There is nothing wrong with making life more comfortable for someone who is utterly incapable of doing anything to not be poor. Not everyone can find someone to marry them. Not everyone can convince a spouse to stay married to them. Not everyone can find a job. Not everyone is capable of obtaining a meaningful high level of education. Some people are predisposed to be much more vulnerable to drug and alcohol addiction than others or simply are addicted now and lack the personal grit to beat those addictions on their own.
No amount of incentive can get someone to leap over a thirty foot pole without assistance, and there is no virtue in making people who are economically inadequate suffer because they aren't worthy. No matter how good of an investment I think it would be to buy a downtown office building and manage it better, I can't do it without the support of people who are going to invest immense amounts of cash in that venture.

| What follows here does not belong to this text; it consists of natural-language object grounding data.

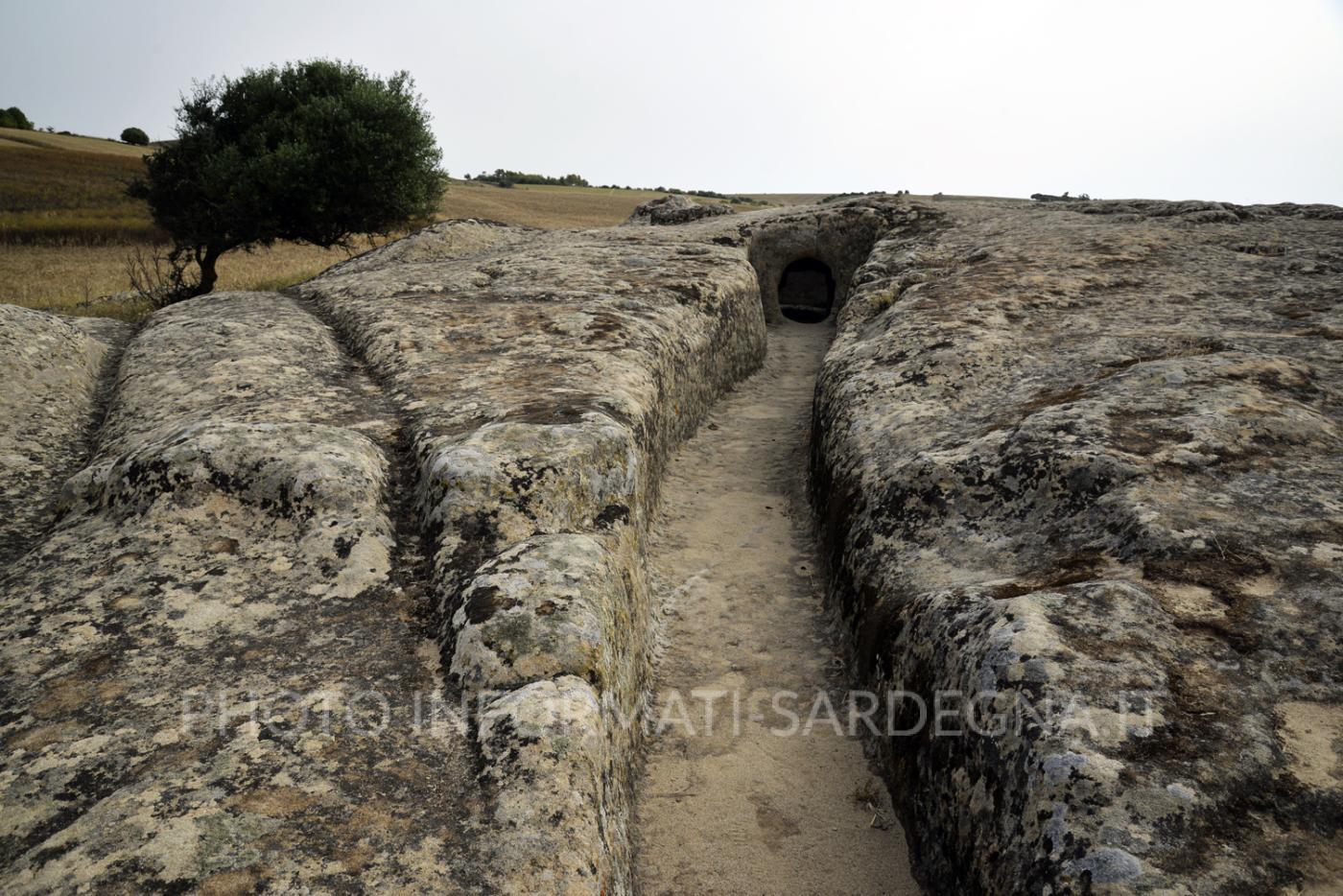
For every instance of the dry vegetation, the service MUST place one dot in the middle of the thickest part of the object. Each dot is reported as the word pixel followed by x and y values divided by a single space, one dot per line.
pixel 67 228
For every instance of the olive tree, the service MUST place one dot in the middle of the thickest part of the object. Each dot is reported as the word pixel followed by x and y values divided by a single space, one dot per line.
pixel 315 152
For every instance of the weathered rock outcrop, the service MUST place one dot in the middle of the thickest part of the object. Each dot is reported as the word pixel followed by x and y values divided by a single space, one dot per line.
pixel 1080 457
pixel 53 372
pixel 674 210
pixel 1090 466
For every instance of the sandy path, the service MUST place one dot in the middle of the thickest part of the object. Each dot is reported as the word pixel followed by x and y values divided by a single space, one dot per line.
pixel 754 811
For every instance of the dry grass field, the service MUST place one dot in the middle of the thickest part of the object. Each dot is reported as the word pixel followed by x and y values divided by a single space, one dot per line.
pixel 67 228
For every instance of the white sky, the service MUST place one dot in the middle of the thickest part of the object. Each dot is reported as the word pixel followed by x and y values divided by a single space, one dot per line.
pixel 1178 100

There is good reason to doubt that we have as French claims excessively "poured money into welfare" in a way that makes poverty "comfortable and sustainable." The welfare system in United States is remarkably stingy. No other developed country in the world lets people fall as far down as we do. The punishment for failing economic in the United States and the rewards for economic success are more extreme in the United States than almost anywhere else. Moreover, in the places were the political sentiment against welfare is being express welfare is most meager already. Mississippi is not at the bottom of state rankings on every imaginable statistic of socio-economic well being because its welfare programs are too generous. Complaints about excessive welfare spending mostly aren't coming from places like San Francisco, Boston and New York City that have relatively generous welfare systems.
Rather than focusing on austerity and cutting government spending on welfare, we need to look at ways to better enable people to find work, to have worthwhile alternatives to crime, to have the economic means to survive as a family unit, and to identify and obtain help dealing with substance abuse and mental health problems.
Also, often poverty has no root causes that can be addressed. We learned as a nation a long time ago that aging is an incurable disease. Rather than floundering around looking for an immediate cure for old age, we acknowledged that it doesn't make sense to insist that seniors who had failed to amass enough savings to work on pain of starvation and homelessness, and instead created Social Security and Medicare. This may have encouraged millions or even tens of millions of seniors who would otherwise have kept working to quit their jobs or scale back their hours thereby reducing the GDP. But, it also means that we have almost no seniors in dire poverty, and tens of millions of seniors who are lifted out of poverty and live longer as a result.
Part of a sensible welfare state is not only encouraging people to change what they can change, but recognizing that some people aren't capable of enough change to lift themselves out of poverty.